I thought sci-fi fans might get a kick out of a review of this film since its source was a graphic novel and its director is David Cronenberg, who I rank with Kubrick as among the most important directors working in the genre.
The movie has a quality cast, including Viggo Mortensen as the rural Indiana restaurateur, Tom Stall; Maria Bello as his wife Edie; Ed Harris as the gangster Carl Fogarty; Ashton Holmes as Jack Stall, Tom’s son; and William Hurt as Tom’s kingpin brother from Philly. There are also a host of additional small-role actors that do an excellent job. Harris is particularly effective as the one-dimensional killer as is Holmes as the nerdy millennial.
The movie opens by following two motel guests, one in a dark button-down shirt in the middle of the desert, i.e. a bad guy, packing up to “head east” and “avoid the big cities”. The younger partner complains of the boredom and yawns his way through the rest of the scene, including when he’s asked to go back to the front desk and fetch water from the cooler for the long drive. There he sleepily encounters the clerk and maid whose throats his partner has just slit and almost nods out as he notices that a small child is emerging from the back room and shoots her. Like I said, bad guys.
This lovely bit of business is immediately contrasted by Tom and his quiet nuclear family. In these introductory scenes of the Stalls they all speak so softly and behave so tenderly to one another that the opening scene becomes submerged by the normal impulse to separate this seemingly vulnerable family from the monsters. But we know they will come and the savagery of the two drifters is anticipated by the inevitable high school bully that humiliates Jack in gym for daring to catch a fly ball to right. Violence, large and small, is almost clumsily emphasized. Cronenberg was said to have commented in connection to the film, “I am a great believer in Darwinian evolution and that violence is baked into our genes”, presumably explaining his lack of subtly on the issue.
When I read his comment, I thought of Cronenberg’s other films, like “Dead Ringers”, the story of twin gynecologists that descended into a surgical horror. And other of his films, Naked Lunch, Crash, Fly, all disturbing, but not particularly violent in any conventional sense. Rather, at their core, his films stylize death and disfigurement in a kind of grotesque eroticism. His focus, until “History”, was more in line with Poe than Peckinpah. Afterwards, however, gangsters and violence become common in his movies.
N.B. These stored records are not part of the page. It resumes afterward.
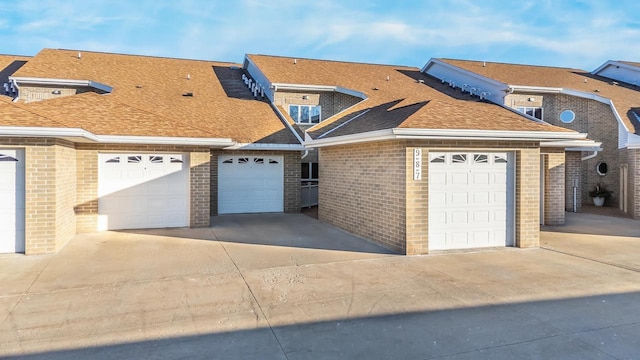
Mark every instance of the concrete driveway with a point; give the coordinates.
(609, 240)
(289, 287)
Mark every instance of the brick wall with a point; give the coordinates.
(528, 197)
(291, 177)
(631, 157)
(362, 190)
(331, 102)
(368, 190)
(49, 192)
(554, 186)
(598, 121)
(573, 176)
(65, 193)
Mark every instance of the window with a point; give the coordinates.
(305, 114)
(567, 116)
(536, 112)
(309, 171)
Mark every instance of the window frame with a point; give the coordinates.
(523, 110)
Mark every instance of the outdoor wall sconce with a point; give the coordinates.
(602, 168)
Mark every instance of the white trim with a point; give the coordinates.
(259, 146)
(286, 122)
(343, 124)
(305, 87)
(114, 139)
(61, 82)
(441, 134)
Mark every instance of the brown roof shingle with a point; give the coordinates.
(625, 97)
(397, 97)
(147, 97)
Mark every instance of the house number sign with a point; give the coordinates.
(417, 164)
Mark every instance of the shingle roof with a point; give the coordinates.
(408, 99)
(626, 98)
(147, 97)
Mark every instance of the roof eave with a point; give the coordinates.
(81, 135)
(447, 134)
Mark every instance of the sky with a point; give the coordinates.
(577, 34)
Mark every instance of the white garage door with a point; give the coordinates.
(471, 197)
(11, 201)
(250, 184)
(137, 191)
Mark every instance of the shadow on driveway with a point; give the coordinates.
(608, 240)
(595, 327)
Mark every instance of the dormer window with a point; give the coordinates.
(305, 114)
(536, 112)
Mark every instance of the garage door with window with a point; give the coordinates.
(12, 200)
(250, 184)
(137, 191)
(471, 200)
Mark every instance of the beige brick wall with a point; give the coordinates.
(554, 186)
(331, 102)
(368, 190)
(598, 121)
(49, 192)
(291, 177)
(87, 178)
(573, 176)
(362, 190)
(528, 197)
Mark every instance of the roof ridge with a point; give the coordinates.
(514, 64)
(142, 56)
(332, 61)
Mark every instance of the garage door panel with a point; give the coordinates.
(250, 184)
(143, 191)
(470, 209)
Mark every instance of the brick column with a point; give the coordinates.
(199, 177)
(554, 188)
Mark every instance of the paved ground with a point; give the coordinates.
(289, 287)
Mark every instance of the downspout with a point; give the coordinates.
(575, 181)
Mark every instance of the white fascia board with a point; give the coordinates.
(273, 147)
(325, 88)
(463, 71)
(590, 145)
(284, 120)
(438, 134)
(462, 134)
(581, 94)
(158, 140)
(61, 82)
(70, 133)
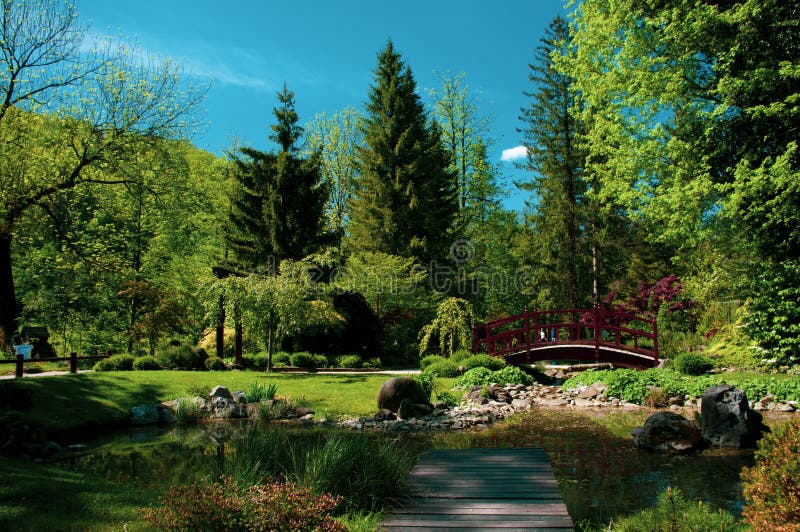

One suspects the shift may be understood at least in part as commercial, but also, he seems to be trying to work out more conventional themes in more mature ways. For instance, “History” includes Bello in a frontal nude scene that seemed all too blue-blooded for the director of Naked Lunch.
In any event, when a very fickle fate sends our drifters into Tom’s diner, we are shown all the good that violence can do. For just as blue shirt instructs his youthful partner drooling at the waitress to “start on her”, mild mannered Tom dispenses with the would-be butchers faster than you can flip a flapjack. His ruthless efficiency at smashing a hot coffee pot in the face of one assailant, retrieving his gun and then dispatching both make his adversaries seem like amateurs. Even professionals like Ed Harris’ Carl and his gang can’t measure up to Tom’s lethal skill set. Carl, hearing of Tom’s heroics on the news, emerges from Tom’s past as if vomited out of hell’s mouth. His face seems half melted, one eye is clouded, he claims his visage is a reflection of Tom’s true nature and he has come to return him to it.
I won’t belabor the obvious. I’m sure the reader knows there is only one way our genes and destiny can resolve such a history. It’s a pretty good film, especially given its source. “A History of Violence” made money and won acclaim but it was less influential than one might have guessed back in 2005. When I saw it back then, I thought that some of the film’s hokier elements like the straw man bullies and one-dimensional housewives would evolve along with the genre. I was wrong, in fact, the thinnest parts of graphic novel sources like Watchmen or Westworld, the robot/costume stuff, became the focus of their realization on the screen. We have devolved, but I’m sure that statement comes as no surprise.